Banxico’s decision to slow the pace of its easing last month, reducing its overnight interbank rate 25 basis points to 7.75% and signaling more cuts ahead without specifying the size, was a prudent one, said Werner, who also served as director of the Western Hemisphere Department at the International Monetary Fund until 2021 and is now a director of the Georgetown Americas Institute and a non-resident senior fellow at the Peterson Institute for International Economics.
What matters more than the size of the cuts is the signal Banxico gives about the terminal rate, Werner said, adding that the central bank should be clearer about its thinking regarding where it expects the cycle to end.

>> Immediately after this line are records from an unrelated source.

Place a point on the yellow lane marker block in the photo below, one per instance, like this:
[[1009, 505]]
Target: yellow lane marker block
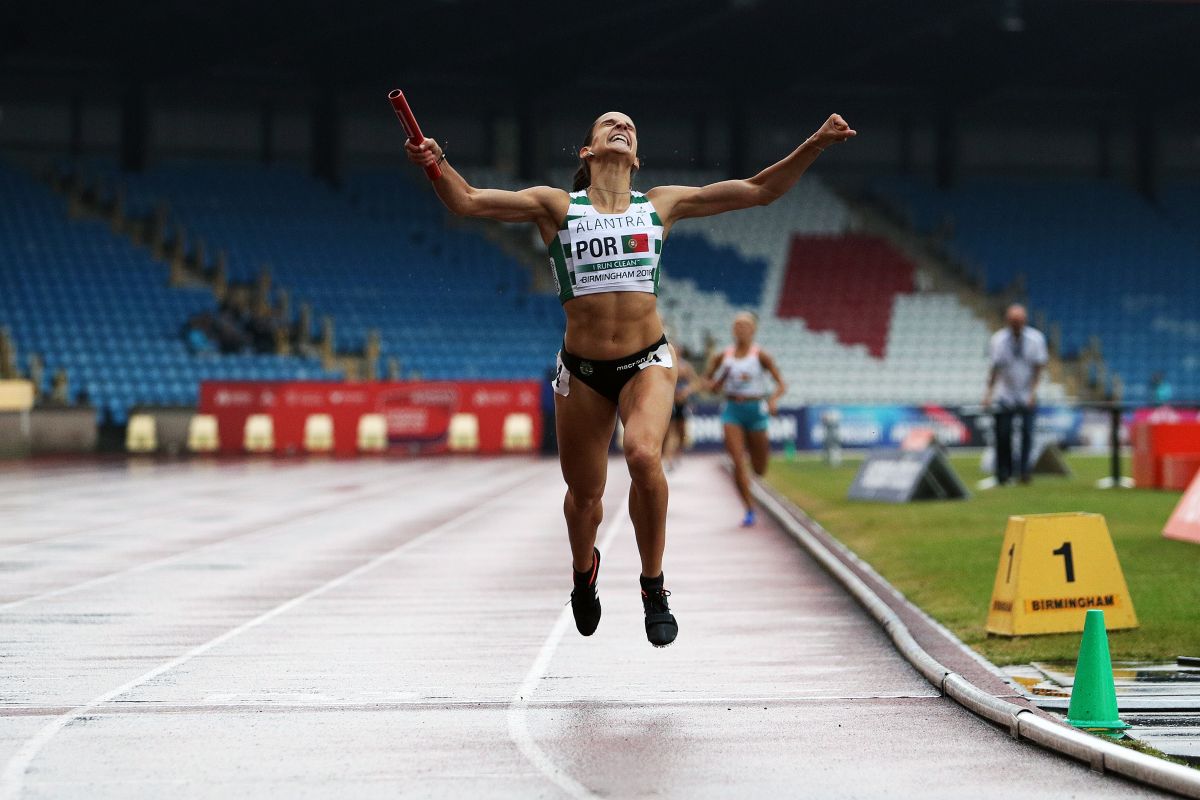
[[1053, 569]]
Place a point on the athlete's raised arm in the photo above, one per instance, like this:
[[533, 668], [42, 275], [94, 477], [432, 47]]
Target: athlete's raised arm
[[675, 203], [543, 205]]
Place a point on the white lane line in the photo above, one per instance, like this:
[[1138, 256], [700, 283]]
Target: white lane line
[[13, 779], [139, 708], [516, 716], [269, 527]]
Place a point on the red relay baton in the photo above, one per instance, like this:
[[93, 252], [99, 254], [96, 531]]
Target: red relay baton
[[407, 121]]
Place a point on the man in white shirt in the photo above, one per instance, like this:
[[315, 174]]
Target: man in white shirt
[[1018, 353]]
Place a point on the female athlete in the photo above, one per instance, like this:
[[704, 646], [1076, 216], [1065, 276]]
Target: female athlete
[[604, 240], [741, 373]]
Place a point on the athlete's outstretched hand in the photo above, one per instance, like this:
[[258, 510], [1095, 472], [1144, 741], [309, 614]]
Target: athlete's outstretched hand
[[424, 154], [833, 131]]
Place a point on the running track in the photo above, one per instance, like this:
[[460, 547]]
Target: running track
[[397, 629]]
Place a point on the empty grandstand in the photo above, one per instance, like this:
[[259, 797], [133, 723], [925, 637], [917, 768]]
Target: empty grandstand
[[1093, 257]]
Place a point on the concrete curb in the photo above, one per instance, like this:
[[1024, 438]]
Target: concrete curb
[[1020, 721]]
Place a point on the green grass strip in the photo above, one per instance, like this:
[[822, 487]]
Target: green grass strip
[[943, 554]]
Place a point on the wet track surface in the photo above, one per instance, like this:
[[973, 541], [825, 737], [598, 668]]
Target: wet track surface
[[397, 629]]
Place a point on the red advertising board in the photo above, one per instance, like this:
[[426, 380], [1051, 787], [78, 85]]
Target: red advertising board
[[417, 413], [1152, 440]]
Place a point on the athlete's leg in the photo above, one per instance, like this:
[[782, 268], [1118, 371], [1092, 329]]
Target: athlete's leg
[[646, 411], [671, 443], [759, 445], [736, 445], [585, 422]]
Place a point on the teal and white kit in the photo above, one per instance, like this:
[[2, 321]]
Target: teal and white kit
[[606, 252]]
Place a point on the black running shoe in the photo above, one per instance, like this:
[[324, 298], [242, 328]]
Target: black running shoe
[[660, 624], [585, 602]]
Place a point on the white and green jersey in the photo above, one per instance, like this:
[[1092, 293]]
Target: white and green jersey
[[606, 252]]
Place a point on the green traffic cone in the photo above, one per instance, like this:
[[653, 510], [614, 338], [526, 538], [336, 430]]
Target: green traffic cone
[[1093, 696]]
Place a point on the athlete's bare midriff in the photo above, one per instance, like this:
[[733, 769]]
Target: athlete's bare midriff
[[611, 325]]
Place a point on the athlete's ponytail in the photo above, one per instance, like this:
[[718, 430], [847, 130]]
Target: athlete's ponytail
[[583, 174]]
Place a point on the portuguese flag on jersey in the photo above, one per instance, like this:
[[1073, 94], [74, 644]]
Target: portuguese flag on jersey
[[636, 244]]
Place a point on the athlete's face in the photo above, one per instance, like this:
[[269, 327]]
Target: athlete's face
[[612, 133]]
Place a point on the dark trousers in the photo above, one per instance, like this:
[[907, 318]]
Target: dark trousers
[[1005, 441]]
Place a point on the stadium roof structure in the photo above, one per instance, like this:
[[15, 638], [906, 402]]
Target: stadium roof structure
[[947, 52]]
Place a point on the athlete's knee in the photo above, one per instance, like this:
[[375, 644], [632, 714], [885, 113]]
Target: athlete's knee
[[581, 499], [643, 458]]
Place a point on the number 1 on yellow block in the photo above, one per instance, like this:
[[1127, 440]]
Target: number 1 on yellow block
[[1053, 569]]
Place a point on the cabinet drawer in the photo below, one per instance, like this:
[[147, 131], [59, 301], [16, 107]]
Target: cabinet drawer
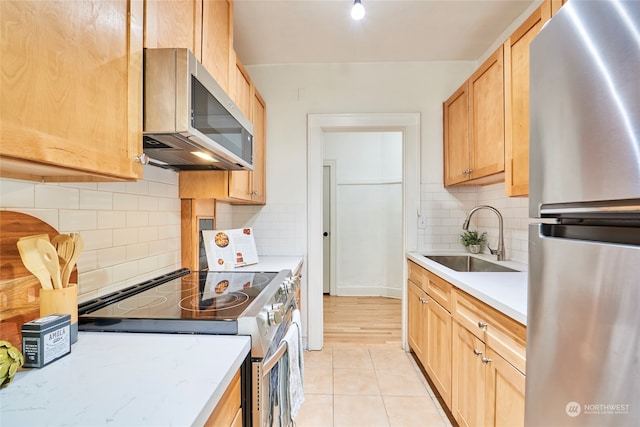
[[439, 289], [506, 336], [417, 275]]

“Their communication is very minimal. But I think now they should start talking about their terminal rate, and maybe make some assumptions about where the Fed is going to stop. I think that would be important because it could help guide the reaction in the long-term rates that we have been seeing in the 10-year rate,” he said.
“And I think we will start seeing clues of what Banxico's tolerance is for staying at the upper part of the inflation band. They always say that they're doing everything to achieve 3%. But on average, they have never achieved 3%. Maybe there was an 18-month period when they did, but overall their tolerance level has been living above 3%.”

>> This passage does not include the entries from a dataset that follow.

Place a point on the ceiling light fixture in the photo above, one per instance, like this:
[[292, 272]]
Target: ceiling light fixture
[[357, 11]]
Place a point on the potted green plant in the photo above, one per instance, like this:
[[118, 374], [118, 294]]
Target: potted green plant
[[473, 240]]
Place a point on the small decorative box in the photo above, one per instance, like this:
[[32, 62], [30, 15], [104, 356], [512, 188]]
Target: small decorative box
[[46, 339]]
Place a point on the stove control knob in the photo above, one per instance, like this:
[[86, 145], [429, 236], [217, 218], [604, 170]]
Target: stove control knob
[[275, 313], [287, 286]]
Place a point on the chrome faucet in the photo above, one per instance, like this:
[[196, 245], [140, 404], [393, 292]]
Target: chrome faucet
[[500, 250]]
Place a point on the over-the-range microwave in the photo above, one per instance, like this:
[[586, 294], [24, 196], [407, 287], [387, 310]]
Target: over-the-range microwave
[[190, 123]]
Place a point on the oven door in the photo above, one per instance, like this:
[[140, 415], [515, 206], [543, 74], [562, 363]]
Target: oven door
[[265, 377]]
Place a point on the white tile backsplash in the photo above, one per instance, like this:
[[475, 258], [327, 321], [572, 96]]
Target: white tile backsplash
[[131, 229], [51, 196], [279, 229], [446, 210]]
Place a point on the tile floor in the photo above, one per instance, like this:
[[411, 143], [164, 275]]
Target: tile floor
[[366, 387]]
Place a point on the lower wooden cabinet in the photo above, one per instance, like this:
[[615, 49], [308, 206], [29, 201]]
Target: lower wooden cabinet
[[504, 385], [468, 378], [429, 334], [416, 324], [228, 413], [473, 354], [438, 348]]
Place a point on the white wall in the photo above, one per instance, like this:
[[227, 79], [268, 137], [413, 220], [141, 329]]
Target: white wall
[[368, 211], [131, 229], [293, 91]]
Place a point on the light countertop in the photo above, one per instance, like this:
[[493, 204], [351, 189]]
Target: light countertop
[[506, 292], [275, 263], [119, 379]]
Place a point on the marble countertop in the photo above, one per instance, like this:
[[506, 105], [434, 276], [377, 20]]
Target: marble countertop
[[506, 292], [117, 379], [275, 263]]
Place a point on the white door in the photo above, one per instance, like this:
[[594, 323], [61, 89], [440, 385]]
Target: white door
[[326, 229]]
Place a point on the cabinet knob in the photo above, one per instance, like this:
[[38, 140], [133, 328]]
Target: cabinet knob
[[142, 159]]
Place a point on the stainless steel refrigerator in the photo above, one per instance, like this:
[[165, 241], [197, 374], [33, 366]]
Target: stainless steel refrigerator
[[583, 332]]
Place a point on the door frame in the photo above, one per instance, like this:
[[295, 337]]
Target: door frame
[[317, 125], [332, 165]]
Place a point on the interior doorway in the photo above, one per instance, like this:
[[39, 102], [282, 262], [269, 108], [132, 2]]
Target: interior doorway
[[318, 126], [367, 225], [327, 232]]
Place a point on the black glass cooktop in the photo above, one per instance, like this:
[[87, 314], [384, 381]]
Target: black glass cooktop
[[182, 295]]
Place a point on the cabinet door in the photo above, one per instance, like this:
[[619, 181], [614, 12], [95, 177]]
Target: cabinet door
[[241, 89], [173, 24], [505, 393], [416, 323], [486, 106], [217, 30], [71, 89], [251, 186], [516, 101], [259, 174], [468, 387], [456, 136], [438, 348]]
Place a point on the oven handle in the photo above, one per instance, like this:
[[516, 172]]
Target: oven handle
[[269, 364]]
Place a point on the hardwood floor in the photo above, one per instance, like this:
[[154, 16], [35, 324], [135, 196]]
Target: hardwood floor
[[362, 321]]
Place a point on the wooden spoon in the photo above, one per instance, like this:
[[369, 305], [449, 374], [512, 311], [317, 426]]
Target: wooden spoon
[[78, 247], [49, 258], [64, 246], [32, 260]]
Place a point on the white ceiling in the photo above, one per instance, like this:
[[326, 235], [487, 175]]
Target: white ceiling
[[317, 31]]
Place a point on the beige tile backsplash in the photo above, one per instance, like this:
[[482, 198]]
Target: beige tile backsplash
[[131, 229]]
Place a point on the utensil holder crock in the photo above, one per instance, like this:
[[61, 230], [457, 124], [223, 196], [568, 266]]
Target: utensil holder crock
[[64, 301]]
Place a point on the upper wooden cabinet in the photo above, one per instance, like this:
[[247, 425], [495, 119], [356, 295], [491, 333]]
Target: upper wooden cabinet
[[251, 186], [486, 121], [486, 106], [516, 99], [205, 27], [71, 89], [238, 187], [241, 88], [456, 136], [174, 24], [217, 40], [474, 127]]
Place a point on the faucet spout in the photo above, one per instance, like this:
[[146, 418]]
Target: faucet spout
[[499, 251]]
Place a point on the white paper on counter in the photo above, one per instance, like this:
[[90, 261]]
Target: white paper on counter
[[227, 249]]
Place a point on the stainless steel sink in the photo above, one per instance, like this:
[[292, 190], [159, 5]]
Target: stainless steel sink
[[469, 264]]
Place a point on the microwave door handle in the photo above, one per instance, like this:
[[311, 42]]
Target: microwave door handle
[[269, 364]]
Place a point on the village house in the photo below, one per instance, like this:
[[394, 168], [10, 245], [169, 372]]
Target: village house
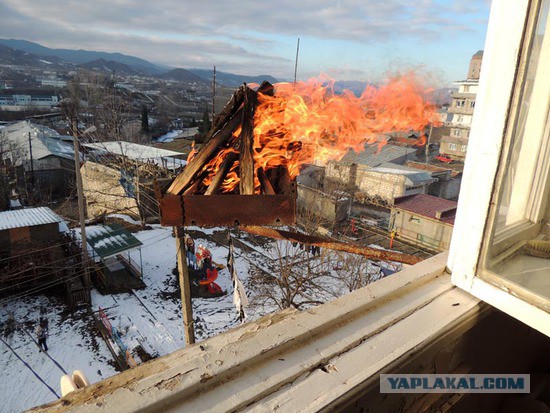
[[43, 159], [346, 174], [118, 177], [447, 181], [42, 253], [455, 145], [424, 220], [13, 100]]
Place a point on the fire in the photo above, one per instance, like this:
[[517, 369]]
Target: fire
[[307, 122]]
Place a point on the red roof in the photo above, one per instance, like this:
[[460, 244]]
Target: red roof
[[428, 206]]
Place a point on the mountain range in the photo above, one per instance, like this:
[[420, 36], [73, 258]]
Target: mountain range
[[23, 52]]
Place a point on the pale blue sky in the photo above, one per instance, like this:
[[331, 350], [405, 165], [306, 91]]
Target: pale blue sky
[[347, 39]]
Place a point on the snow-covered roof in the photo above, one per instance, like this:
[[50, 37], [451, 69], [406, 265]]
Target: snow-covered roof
[[111, 239], [138, 152], [28, 217], [413, 176], [44, 141], [373, 156]]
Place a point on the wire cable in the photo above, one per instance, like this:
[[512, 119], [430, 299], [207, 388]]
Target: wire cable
[[30, 368], [34, 341]]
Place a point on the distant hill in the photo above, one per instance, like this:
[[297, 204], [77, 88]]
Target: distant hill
[[83, 56], [230, 79], [441, 96], [182, 75], [11, 56], [110, 67]]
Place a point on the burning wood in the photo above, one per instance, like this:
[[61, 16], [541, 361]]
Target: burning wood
[[227, 159], [262, 138]]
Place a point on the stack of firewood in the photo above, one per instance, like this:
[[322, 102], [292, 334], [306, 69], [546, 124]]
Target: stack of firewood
[[229, 144]]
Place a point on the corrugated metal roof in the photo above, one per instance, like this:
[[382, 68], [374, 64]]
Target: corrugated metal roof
[[111, 239], [428, 206], [372, 156], [133, 150], [45, 141], [28, 217]]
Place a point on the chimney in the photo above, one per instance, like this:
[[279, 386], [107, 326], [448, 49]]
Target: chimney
[[475, 65]]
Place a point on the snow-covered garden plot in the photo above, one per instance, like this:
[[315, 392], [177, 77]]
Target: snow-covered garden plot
[[71, 343], [274, 274]]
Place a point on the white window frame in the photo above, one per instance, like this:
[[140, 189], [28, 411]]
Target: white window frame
[[496, 104]]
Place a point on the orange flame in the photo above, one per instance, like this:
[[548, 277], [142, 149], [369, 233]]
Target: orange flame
[[307, 122]]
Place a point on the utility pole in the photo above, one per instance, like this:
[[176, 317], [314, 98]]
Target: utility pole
[[214, 94], [428, 145], [183, 271], [32, 163], [80, 193], [296, 62]]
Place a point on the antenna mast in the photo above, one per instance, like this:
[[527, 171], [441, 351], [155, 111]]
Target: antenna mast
[[296, 62], [214, 93]]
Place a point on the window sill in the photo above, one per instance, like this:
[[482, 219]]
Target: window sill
[[292, 360]]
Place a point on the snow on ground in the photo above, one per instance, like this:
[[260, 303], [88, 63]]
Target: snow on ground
[[169, 136], [151, 316], [70, 343]]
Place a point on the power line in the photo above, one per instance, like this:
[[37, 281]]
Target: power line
[[29, 367]]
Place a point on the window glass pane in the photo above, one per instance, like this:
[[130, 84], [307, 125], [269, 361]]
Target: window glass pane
[[529, 130], [519, 252]]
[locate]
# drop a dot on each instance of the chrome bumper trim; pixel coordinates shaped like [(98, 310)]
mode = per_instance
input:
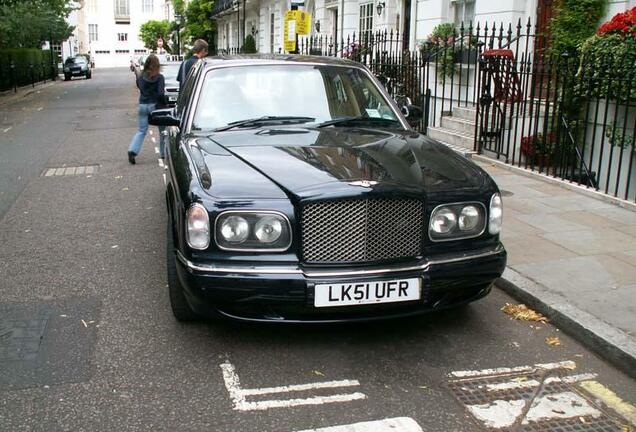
[(423, 266)]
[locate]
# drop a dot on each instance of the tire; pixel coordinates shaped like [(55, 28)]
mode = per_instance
[(180, 307)]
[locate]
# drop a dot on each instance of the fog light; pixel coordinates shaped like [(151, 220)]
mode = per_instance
[(198, 227), (268, 229), (469, 218)]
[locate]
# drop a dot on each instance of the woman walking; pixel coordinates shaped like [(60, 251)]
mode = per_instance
[(151, 92)]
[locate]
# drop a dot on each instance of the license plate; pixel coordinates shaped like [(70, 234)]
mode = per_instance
[(359, 293)]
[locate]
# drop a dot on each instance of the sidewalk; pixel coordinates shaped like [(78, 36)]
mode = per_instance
[(574, 257)]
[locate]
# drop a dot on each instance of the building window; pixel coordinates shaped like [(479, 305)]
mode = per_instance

Banxico’s inflation target band is centered at 3% with a 1% margin in either direction. (See MNI INTERVIEW: Banxico To Cut Once More And Hold - Covarrubias)

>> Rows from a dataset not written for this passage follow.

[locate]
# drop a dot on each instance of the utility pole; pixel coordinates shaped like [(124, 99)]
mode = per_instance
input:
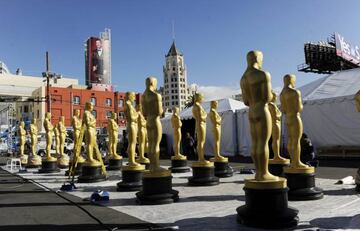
[(48, 75)]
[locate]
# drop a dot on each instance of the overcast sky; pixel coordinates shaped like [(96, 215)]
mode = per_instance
[(214, 36)]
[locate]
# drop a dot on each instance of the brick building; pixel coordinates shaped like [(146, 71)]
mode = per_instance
[(65, 100)]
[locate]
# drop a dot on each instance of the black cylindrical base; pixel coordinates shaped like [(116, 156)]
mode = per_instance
[(277, 169), (63, 166), (90, 174), (131, 180), (203, 176), (49, 167), (33, 166), (267, 208), (157, 190), (78, 170), (302, 187), (223, 169), (114, 164), (179, 166)]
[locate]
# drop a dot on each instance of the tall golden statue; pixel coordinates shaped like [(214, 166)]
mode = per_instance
[(76, 124), (200, 127), (57, 139), (131, 127), (142, 137), (152, 110), (34, 160), (49, 136), (113, 130), (291, 106), (216, 130), (22, 139), (276, 131), (90, 136), (64, 159), (176, 124), (256, 89)]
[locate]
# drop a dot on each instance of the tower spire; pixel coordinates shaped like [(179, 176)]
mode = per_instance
[(173, 29)]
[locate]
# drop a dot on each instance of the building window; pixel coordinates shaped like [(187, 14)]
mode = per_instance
[(76, 100), (121, 103), (108, 102), (93, 101)]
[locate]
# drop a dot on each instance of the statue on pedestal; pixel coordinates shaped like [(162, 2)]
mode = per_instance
[(113, 129), (93, 169), (222, 167), (276, 130), (301, 177), (291, 106), (76, 124), (131, 127), (266, 203), (357, 177), (200, 128), (90, 135), (152, 110), (22, 140), (256, 90), (34, 160), (215, 119), (64, 159), (176, 124), (49, 129), (157, 182), (142, 137), (57, 139)]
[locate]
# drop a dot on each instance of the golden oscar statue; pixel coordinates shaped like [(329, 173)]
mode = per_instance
[(34, 160), (357, 177), (132, 129), (22, 140), (115, 160), (57, 139), (76, 125), (277, 163), (203, 170), (133, 172), (93, 169), (157, 181), (222, 167), (49, 129), (49, 163), (301, 177), (176, 125), (200, 128), (266, 196), (142, 138), (63, 160), (215, 119)]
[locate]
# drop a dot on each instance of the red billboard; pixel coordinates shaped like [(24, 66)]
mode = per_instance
[(98, 60)]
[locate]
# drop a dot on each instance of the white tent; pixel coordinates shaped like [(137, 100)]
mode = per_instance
[(330, 117), (226, 109)]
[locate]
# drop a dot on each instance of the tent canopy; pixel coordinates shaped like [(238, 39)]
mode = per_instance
[(224, 105), (343, 83)]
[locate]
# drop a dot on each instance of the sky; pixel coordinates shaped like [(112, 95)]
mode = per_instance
[(213, 35)]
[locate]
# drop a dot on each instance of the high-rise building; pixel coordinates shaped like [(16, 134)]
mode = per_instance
[(175, 89)]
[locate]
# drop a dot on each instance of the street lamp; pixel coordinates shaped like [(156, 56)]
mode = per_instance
[(49, 75)]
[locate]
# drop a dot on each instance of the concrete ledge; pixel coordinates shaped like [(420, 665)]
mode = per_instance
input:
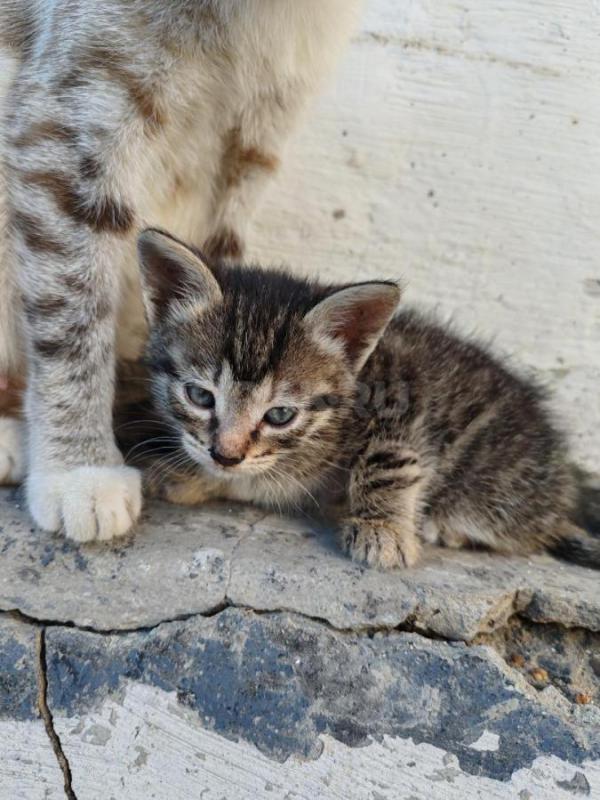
[(223, 651)]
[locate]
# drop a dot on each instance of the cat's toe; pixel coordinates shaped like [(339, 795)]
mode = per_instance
[(379, 544), (12, 451), (88, 503)]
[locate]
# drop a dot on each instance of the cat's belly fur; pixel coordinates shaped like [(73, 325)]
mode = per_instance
[(204, 97)]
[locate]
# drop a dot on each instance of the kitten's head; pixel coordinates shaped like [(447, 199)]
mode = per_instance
[(255, 369)]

Werner also noted that the effects of U.S. trade policy on inflation remain uncertain and could be disinflationary, but Mexico’s own tariffs on China could push prices higher.
NEUTRAL LEVEL UNCERTAIN
He also pointed to doubts about the neutral rate. Banxico estimates that it lies a range between 1.8% and 3.6% in real terms, with a midpoint of 2.7%, but the former director believes it could be lower.
"Banxico takes five methodologies to estimate the neutral level and averages them. They should decide on a methodology that actually applies to the Mexican economy and stick with that one," Werner commented.
"Many of the other methodologies they use are designed for a closed economy, and since Mexico borrows from the rest of the world, that tends to push the interest rate higher. Therefore, Banxico tends to be more hawkish than it needs to be. Regarding the terminal rate, I think that would be an interesting discussion, but I haven’t seen it yet.”